LB: Definitely set apart, I’m not the only one. You have guys like Gary Clark [Jr.], and… I can’t think of this cat’s name right now, mind just went blank… I mean you could probably name a 1000 country artists, or a 1000 indie artists or a 1000 rock artists… That’s good. There’s nothing new under the sun, it’s all about what do you desire to do.
NT: There’s a video of you busking, and I understand that you do that off an on. Is this something that you’ll do on tour, do you get out in front of the venue and start jamming?
LB: Not in front of the venue, it might be on an off day. I like to go out on the subway and pull out my guitar sometimes, in a random place, it’s pretty cool to see people walk by. I was in New Orleans recently and this guy had his microphone out and his guitar and I paid him to let me get on their and sing, just to sing something. People were dropping money in, man. I didn’t take any of the money, I love being out enjoying life and playing music that way cause it reminds me of the past when I was grindin’ all the time. Still grinding, but a different grind.
NT: Still grindin’
LB: It never stops.
NT: You were busking a lot when you were still bussing and waiting tables?
LB: Yeah, I mean people back home – not a lot – would say that I don’t deserve to be around that because I haven’t been working as long or as hard as them – certain musicians.

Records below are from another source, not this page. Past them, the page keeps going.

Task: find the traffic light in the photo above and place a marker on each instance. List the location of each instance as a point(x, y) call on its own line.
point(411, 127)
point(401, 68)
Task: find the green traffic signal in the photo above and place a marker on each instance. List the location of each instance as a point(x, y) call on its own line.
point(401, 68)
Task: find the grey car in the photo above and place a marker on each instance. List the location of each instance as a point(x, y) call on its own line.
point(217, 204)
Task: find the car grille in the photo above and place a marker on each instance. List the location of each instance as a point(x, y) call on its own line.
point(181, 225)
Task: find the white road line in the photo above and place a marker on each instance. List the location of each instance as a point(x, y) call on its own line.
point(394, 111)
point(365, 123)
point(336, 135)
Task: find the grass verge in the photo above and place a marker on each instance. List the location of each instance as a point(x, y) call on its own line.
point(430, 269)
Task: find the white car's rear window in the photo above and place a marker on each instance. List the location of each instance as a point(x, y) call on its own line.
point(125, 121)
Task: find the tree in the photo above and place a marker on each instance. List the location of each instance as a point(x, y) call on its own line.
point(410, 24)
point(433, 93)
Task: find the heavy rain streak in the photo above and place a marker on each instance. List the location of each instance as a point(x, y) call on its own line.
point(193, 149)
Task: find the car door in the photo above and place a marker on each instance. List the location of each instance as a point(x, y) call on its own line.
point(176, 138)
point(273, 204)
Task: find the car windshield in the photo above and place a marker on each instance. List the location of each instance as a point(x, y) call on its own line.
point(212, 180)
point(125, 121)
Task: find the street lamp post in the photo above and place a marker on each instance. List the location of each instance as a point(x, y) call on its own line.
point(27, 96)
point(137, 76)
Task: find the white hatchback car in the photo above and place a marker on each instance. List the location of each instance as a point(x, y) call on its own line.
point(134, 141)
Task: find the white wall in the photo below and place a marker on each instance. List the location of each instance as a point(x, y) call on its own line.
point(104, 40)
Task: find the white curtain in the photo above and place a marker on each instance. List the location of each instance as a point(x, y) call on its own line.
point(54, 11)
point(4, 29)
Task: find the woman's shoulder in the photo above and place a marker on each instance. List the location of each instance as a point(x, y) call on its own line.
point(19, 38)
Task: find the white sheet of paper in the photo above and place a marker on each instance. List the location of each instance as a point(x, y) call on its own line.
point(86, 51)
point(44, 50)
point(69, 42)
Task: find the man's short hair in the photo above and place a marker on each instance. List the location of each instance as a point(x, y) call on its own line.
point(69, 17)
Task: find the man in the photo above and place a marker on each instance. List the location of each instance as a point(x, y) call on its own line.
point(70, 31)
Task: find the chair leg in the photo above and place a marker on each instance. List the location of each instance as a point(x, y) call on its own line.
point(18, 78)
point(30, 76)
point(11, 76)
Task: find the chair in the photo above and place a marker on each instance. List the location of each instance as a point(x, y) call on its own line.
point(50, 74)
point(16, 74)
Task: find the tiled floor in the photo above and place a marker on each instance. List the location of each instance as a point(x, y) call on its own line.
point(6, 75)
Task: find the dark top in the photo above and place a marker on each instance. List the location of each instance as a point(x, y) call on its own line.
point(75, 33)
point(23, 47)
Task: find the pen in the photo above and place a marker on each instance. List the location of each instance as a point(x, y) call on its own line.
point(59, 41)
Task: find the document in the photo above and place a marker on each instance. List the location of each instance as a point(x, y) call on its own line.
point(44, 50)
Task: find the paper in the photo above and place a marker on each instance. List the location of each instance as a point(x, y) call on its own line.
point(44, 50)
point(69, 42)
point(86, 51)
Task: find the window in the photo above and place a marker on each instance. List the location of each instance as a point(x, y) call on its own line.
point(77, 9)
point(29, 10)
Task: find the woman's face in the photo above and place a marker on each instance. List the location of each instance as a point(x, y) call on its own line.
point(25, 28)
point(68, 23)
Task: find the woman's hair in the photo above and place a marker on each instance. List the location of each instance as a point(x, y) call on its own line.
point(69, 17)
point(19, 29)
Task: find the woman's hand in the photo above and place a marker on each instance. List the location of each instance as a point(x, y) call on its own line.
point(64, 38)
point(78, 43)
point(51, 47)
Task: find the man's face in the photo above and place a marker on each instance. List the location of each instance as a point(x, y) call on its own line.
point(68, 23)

They still don’t know the times when I was out in the street busking. You won’t see any of those guys doing that, and so whatever, I’m glad to be where I’m at now.
NT: You grind hard enough and there’s something at the end.
NT: Well now you’ve hit the sweet spot, do you have any guilty pleasures when you’re chilling after a show?
LB: For me, it’s just about hanging out with my band and meeting new people. I love, like, scotch and whiskey, so that’s a nice little chill time.
NT: Is there a vintage of scotch I should try out?
LB: Man, I wish I could tell you but I just got on that scotch train so I’m just trying to find the right one for me too.
NT: Well I’ll let you get back to the scotch train, have a good tour dude.
LB: Thanks man, nice to talk to you.